Leçons de sagesse des Huaorani, peuple d’Amazonie équatoriale – La suite
Si vous débutez votre lecture, vous aimeriez peut-être consulter d’abord la première partie de cet article.
Culture et spiritualité
Transmettre la culture d’origine
La culture huaorani accorde une grande place au chant et aux contes traditionnels. Le soir venu, Caouiya entame a cappella des chansons parlant de montagnes, de pêche, de chasse, d’animaux (poissons, grenouilles, perroquets). La nature ainsi que les activités quotidiennes sont omniprésentes dans la culture. D’autres évoquent les combats des guerriers et la mort. Des sources précieuses d’information pour tout anthropologue ou ethnologue!
Angel, qui est dans le début vingtaine et déjà père de trois enfants, parle la langue wao. Estefania, qui n’a pas encore dix ans, aussi. Combien de jeunes sauront préserver et transmettre la langue et la culture de ce peuple en sursis?
Lors de l’une de ces soirées contes dans lesquelles j’ai eu le sentiment de me rapprocher plus intimement de cette culture, j’ai appris que cette famille de Huaorani est entrée pour la première fois en contact avec «l’homme blanc» dans les années 1950, avec l’arrivée de missionnaires évangélistes. Apparemment, Caouiya garde un excellent souvenir d’eux, bien qu’il n’ait adopté aucun signe religieux et semble avoir conservé sa liberté spirituelle
Préserver et transmettre notre patrimoine culturel
Chanson traditionnelle en wao. Cet enregistrement vous plongera dans une soirée animée au fond de la jungle amazonienne avec Caouyia.
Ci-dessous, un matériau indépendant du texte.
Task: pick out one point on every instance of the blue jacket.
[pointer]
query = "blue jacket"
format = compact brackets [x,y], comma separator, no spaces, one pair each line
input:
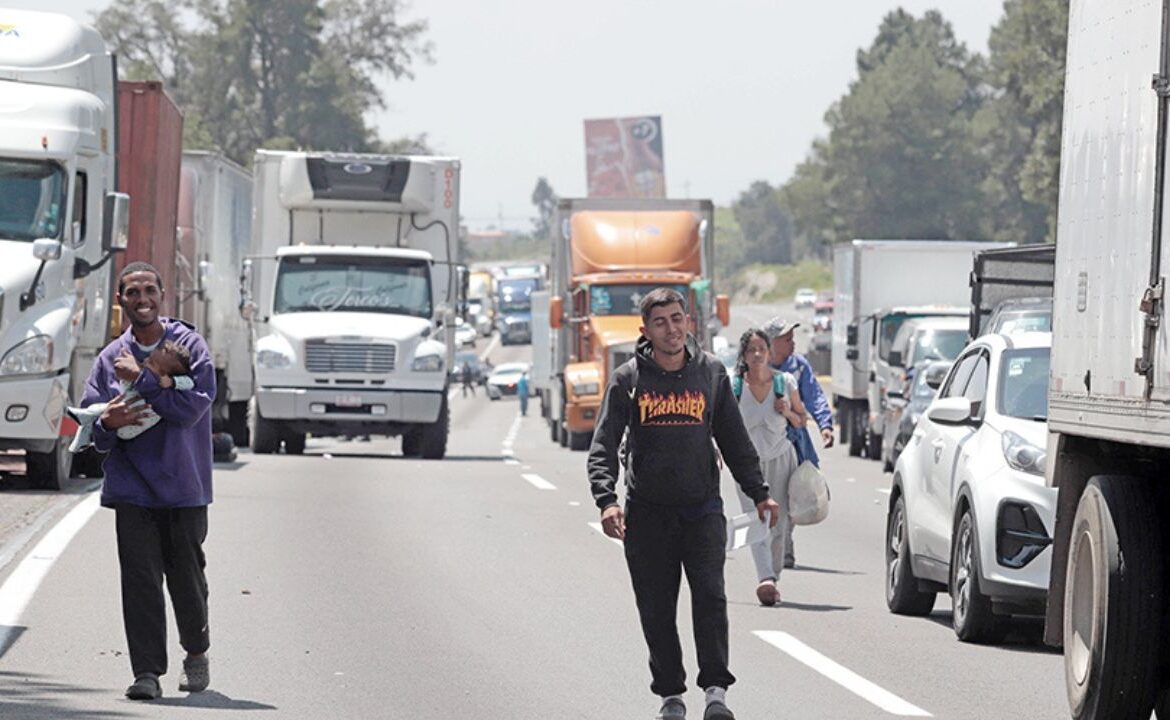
[170,465]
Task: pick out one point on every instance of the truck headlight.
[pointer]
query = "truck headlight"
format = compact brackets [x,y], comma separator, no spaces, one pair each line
[273,360]
[31,356]
[1023,456]
[586,388]
[427,363]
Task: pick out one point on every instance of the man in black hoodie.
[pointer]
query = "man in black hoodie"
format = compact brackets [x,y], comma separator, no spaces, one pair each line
[674,399]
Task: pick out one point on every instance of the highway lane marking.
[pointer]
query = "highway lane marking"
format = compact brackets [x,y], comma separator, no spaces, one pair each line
[840,674]
[18,590]
[538,482]
[597,526]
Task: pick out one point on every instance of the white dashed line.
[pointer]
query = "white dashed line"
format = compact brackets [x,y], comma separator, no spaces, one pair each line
[840,674]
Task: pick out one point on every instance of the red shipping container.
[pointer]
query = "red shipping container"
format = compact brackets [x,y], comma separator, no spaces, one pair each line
[150,157]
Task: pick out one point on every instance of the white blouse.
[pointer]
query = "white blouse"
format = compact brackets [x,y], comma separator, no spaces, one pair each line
[766,427]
Les mondes physique et spirituel ne font qu’un
Les Huaorani ont une vision animiste de la vie, dans laquelle le monde physique et le monde spirituel ne sont pas séparés. Ils croyaient autrefois que le monde entier était une forêt (bosque), et ils se sont mis à utiliser le même terme, ömë, pour désigner les deux (le monde et la forêt). Il est vrai que la forêt tropicale représente depuis toujours l’essence de leur survie, à la fois physique et culturelle. Ainsi, pour ce peuple autochtone d’Équateur, Tout est Un et les esprits sont partout.
Rapport au temps
Pour les Huaorani, la notion du temps est particulièrement axée sur le présent. Ils ont peu d’obligations et de contraintes par rapport au passé et à l’avenir. D’ailleurs, ils n’utilisent qu’un seul et même mot pour exprimer les temps du futur: baane, qui signifie également «demain».
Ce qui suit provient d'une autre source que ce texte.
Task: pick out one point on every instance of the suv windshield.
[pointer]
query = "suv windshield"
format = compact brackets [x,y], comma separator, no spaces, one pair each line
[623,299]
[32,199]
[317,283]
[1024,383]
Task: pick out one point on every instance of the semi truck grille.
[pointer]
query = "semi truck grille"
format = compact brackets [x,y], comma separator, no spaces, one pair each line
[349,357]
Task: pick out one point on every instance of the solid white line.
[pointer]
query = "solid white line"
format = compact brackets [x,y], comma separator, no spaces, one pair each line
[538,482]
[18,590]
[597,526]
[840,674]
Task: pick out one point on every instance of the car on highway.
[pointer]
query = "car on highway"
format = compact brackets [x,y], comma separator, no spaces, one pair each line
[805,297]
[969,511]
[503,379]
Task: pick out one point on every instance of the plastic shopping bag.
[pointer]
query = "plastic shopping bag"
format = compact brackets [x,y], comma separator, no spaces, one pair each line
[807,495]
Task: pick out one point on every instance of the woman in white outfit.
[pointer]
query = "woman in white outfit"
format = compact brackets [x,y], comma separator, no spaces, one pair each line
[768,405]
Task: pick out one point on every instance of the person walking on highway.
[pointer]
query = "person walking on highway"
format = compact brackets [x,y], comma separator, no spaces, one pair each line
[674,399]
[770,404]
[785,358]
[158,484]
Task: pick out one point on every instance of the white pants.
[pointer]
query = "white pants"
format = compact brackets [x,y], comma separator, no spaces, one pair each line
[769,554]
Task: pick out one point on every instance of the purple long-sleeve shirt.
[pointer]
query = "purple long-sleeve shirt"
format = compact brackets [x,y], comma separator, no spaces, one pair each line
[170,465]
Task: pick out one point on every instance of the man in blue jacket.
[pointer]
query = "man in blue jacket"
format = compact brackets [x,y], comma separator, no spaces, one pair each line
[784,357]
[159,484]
Une leçon de sagesse huaorani que nous avons tant de mal à mettre en pratique: ne pas (trop) se préoccuper d’hier ni de demain. Être ancré dans le présent, vivre ici et maintenant
Comment trouver l’équilibre?
Une authenticité biaisée
Cette immersion chez les Huaorani nous a permis de constater que tout n’est pas rose, ou en l’occurrence vert forêt. Nous sommes loin d’être dupes. Les membres de la famille de Caouiya (dont l’une de ses filles, la mère d’Estefania), sont disséminés et partis vivre à Coca ou encore plus loin. Il leur arrive de se réunir à l’occasion dans la forêt, mais ils reviennent surtout pour accueillir les touristes comme nous. Voulant conserver un semblant d’authenticité dans notre relation, et forcément intéressés par l’argent frais du touriste, ils resteront vagues par rapport à mes questions sur leur vraie vie. Certains pratiquent donc l’alternance entre vivre en ville, se retirer occasionnellement dans la nature pour se ressourcer, et accompagner des groupes de curieux dans la forêt pour en retirer quelques revenus.
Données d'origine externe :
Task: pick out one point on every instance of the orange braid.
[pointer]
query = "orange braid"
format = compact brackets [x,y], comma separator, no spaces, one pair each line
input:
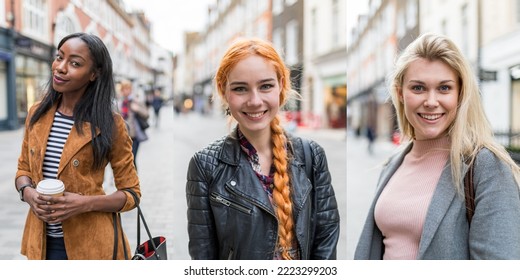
[282,192]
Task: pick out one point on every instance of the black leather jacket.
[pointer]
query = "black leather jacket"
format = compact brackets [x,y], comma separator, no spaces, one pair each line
[230,215]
Nourrissant un réel intérêt envers leur mode de vie, leur langue et leur culture, j’aurais aimé vivre cette expérience comme je l’ai fait dans d’autres voyages: adhérer pleinement à leur quotidien, manger comme eux et avec eux, en apprendre davantage sur les plantes indigènes, laisser une contribution qui ferait une différence notable pour eux sur le long terme. Est-ce possible de partager une expérience authentique lorsqu’il y a un intérêt pécunier? Cet intérêt est tout à fait légitime, mais loin d’être neutre.
Se tourner vers des activités lucratives
Au 21e siècle, les Huaorani peuvent-ils trouver un certain équilibre entre vie en symbiose avec la nature et vie moderne? Est-il possible de demeurer au fin fond de la jungle et de continuer à vivre en autarcie, sans téléphone, sans internet, coupé du reste du monde?
Actuellement, si la plupart des Huaorani continuent de pratiquer l’autosuffisance, certains se consacrent aussi à des activités lucratives de tourisme ou de travail salarié au sein même des compagnies pétrolifères qui ont détruit une partie de leur environnement. D’autres familles se tournent vers la production artisanale (poterie, tissage, chocolaterie). Des activités qui gagnent du terrain sur les plans national et international.
Les maux de la vie moderne… et ancestrale
Parmi les aspects moins reluisants, les guerres internes entre clans huaorani perdurent et ont fait des morts peu de temps avant notre visite. Cela, ils nous en ont parlé ouvertement. Des recherches m’ont permis de constater que, comme dans toute société ou presque, la violence, l’appât du gain, l’alcool et la prostitution (très active dans la ville de Coca) sont aussi présents dans la vie quotidienne de ce peuple.
L’écotourisme: poison ou opportunité?
Mon séjour avec les Huaorani a été si court qu’il ne me permet pas de bien appréhender ce qu’est la réalité de ce peuple autochtone aujourd’hui. De plus, cette immersion a fait surgir des questions éthiques: quel impact laissera notre venue? Venir ici en nous prenant pour des aventuriers de l’arche perdue est-il un geste purement égoïste, voire égocentrique? Le tourisme est-il pour les peuples autochtones qui vivent reculés un poison à retardement?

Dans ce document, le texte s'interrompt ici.